February 26, 2008 – Imagine you are a young soldier wounded in Iraq. Your physical injuries heal, but your mind remains tormented. You are flooded with memories of the bloody firefight you survived, you can’t concentrate, and sudden noise makes you jump out of your skin. At 23 years old, you are about to be discharged from the military, afraid you’ll never again be able to hold a job or fully function in society.
For the thousands of young men and women who apply for disability benefits upon return from Iraq and Afghanistan, these fears are becoming a reality.
When a veteran files a psychiatric disability claim with the Department of Veterans Affairs (VA), an examiner is assigned to determine the extent of incapacitation. As part of the assessment, the examiner requests a psychiatric evaluation to obtain the veteran’s diagnosis. Once the veteran is diagnosed with a service-related mental condition (typically depression, post-traumatic stress disorder or another anxiety disorder) the claims examiner assigns a disability rating.
The most severe level for a veteran leaving service is 100%. But even a 50% rating denotes significant impairment (e.g., “difficulty in understanding complex commands”), according to the Veterans Benefits Administration.
Remarkably, something essential is missing from the claims process: treatment. Veterans can go straight to a claims examiner and be granted psychiatric benefits without ever being treated for their mental illness. Some even do so as soldiers, just prior to discharge from the service. Judging an individual to be doomed to a life of invalidism before he has even had a course of therapy and rehabilitation is drastically premature, even reckless.

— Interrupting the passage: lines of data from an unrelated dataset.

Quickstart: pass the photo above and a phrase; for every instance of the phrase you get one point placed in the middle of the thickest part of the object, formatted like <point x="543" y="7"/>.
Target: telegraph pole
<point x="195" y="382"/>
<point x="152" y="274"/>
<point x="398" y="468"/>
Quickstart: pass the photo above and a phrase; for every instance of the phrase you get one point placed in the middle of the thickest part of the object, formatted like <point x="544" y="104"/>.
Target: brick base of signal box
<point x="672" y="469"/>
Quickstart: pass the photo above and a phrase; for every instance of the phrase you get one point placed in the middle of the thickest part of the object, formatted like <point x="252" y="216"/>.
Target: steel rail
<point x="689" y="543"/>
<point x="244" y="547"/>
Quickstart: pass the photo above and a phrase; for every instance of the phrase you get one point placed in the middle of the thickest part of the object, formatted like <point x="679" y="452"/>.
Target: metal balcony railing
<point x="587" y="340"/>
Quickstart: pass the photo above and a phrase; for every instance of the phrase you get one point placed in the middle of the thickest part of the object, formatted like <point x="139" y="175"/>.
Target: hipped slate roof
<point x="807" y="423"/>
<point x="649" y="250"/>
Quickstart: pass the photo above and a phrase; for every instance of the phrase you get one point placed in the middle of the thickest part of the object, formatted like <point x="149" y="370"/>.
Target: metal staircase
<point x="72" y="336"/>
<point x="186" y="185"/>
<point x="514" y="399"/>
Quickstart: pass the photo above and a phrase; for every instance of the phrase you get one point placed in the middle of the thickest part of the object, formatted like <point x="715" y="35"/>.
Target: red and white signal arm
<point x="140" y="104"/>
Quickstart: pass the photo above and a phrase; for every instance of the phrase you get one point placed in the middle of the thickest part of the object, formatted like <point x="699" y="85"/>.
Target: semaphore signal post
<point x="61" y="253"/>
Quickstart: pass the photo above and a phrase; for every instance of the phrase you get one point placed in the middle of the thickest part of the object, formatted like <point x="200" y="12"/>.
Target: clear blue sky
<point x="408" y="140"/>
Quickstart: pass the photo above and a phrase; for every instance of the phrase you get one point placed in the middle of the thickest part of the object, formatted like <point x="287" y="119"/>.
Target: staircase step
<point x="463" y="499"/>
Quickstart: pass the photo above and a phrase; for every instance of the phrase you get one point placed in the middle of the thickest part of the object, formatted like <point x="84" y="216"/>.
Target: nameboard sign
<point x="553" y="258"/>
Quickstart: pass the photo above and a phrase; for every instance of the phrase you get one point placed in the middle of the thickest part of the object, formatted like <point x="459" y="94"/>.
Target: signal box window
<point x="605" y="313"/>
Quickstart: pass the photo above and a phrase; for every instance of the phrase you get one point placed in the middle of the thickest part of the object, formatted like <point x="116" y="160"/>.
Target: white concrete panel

In the short term, yes, a monthly check of about $2,500 for full disability, tax-free, is a great relief to the struggling veteran and his family. But serious consequences can accompany a rush to judgment about a veteran’s rehabilitative potential.
First, a veteran told he is disabled may think: Why bother with treatment? But this would be a terrible mistake. The postdischarge period is when symptoms are most responsive to interventions such as behavioral techniques, medication, psychotherapy, family counseling or a combination. And full disability status may actually undermine the possibility of recovery. A veteran who thinks of himself as beyond recovery — the message carried by a high disability rating — risks fulfilling that prophecy.
By abandoning work, the veteran deprives himself of its therapeutic value: a sense of purpose, distraction from depressive rumination, a structure to each day, and the opportunity for friendships. The longer he sits at home, the more his confidence in his abilities erodes and his skills atrophy.
Last year the Government Accountability Office, the President’s Commission on Care for America’s Returning Wounded Warriors, and the Veterans’ Disability Benefits Commission all urged that the disability, compensation and rehabilitation benefits systems be reformed and updated. And last month, Sen. Richard Burr (R., N.C.), ranking member of the Senate Veterans’ Affairs Committee, introduced the Veterans’ Mental Health Treatment First Act.
The purpose of this bill is to induce new veterans to embark upon a path to recovery. Any veteran diagnosed with major depression, post-traumatic stress disorder or other anxiety disorder stemming from military activity would be eligible for a new program that provides a financial incentive of $11,000 distributed over the course of a year (or completion of recommended treatment, whichever comes first).
The compensation is offered in exchange for two commitments. First, the veteran must adhere to an individualized course of treatment. Second, he must agree to a pause in claims action for at least a year or until completion of treatment, whichever comes first. Should he fail to improve — and, sadly, this will happen to some — the veteran remains eligible for 100% long-term disability.
The great virtue of the Treatment First Bill is that it offers an opportunity to receive payment as a condition of trying to get better. Mr. Burr calls it a “wellness stipend” to distinguish it from a “disability benefit.” As it stands now, the only way a veteran can receive payment is to be disabled.
There are practical considerations, of course. For example, is $11,000 enough? For patients needing intensive treatment and still too fragile to work, the stipend falls short as income replacement. The constant stress of financial insecurity will not only impede the veteran’s clinical progress, it makes the formal disability option — the very alternative that Treatment First seeks to avert — look very attractive.
Nonetheless, the proposal delivers a bracing dose of clinical wisdom. Imagine giving young men and women permission to surrender to their psychological wounds without first urging them to pursue recovery. For many young veterans, a “treatment first” approach could be their road to recovery and a rich civilian life.